The Nashville-based singer and songwriter had traveled to Los Angeles to record the followup to her album “Weird Faith,” which came out in early 2024 and would go on to earn two Grammy nominations, including one for a beautifully bummed-out duet with her friend Kacey Musgraves. But after three or four days of work in the studio, Diaz became sick just as the Dodgers were battling the Mets in last October's National League Championship Series.

“I could literally see the stadium lights — there were drones everywhere and people honking and lighting things on fire,” she recalls. “I was just like, Why, L.A.—why?”

Her suffering in a city she once called home was worth it: “Fatal Optimist,” the LP that Diaz eventually completed in time to release in October and just ahead of the Dodgers’ second consecutive World Series title, is one of 2025's most gripping — a bravely stripped-down set of songs about heartbreak and renewal arranged for little more than Diaz's confiding voice and her folky acoustic guitar.

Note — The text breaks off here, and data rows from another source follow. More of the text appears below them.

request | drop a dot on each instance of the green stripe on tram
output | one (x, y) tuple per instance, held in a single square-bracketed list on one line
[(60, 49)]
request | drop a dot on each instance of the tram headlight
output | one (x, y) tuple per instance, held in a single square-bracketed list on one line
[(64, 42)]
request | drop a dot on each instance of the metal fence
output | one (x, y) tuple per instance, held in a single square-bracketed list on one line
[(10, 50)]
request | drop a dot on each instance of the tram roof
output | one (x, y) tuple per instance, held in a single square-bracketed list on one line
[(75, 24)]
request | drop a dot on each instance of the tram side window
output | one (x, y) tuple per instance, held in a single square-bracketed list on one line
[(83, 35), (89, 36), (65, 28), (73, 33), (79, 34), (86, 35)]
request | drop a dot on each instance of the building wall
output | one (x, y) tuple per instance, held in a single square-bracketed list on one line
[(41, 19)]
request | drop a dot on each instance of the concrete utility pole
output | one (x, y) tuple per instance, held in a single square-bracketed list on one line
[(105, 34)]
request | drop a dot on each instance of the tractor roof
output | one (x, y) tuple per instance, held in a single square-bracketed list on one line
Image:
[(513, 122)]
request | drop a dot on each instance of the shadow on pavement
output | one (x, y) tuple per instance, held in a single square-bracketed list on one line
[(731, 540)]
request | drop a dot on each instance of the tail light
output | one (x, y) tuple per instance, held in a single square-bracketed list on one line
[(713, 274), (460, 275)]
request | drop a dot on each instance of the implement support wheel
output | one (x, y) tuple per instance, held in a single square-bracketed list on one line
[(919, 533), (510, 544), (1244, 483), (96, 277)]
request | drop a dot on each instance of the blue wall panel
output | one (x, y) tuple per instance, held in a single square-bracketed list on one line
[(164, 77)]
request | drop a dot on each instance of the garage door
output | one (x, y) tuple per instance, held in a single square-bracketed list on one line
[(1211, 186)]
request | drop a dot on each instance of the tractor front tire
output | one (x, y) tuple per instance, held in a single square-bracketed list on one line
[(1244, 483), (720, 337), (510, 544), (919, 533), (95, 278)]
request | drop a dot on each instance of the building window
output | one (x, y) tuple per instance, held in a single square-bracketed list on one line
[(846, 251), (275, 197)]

In the album’s opener, “Hope Less,” she wonders how far she might be willing to go to accommodate a lover's neglect; “Good Liar” examines the self-deception necessary to keep putting up with it. Yet Diaz also thinks through the harm she's doled out, as in “Flirting” (“I can’t change what happened, the moment was just what it was / Nothing to me, something to you”).

And then there’s the gutting “Heavy Metal,” in which she acknowledges that enduring the pain of a breakup has prepared her to deal with the inevitability of the next one.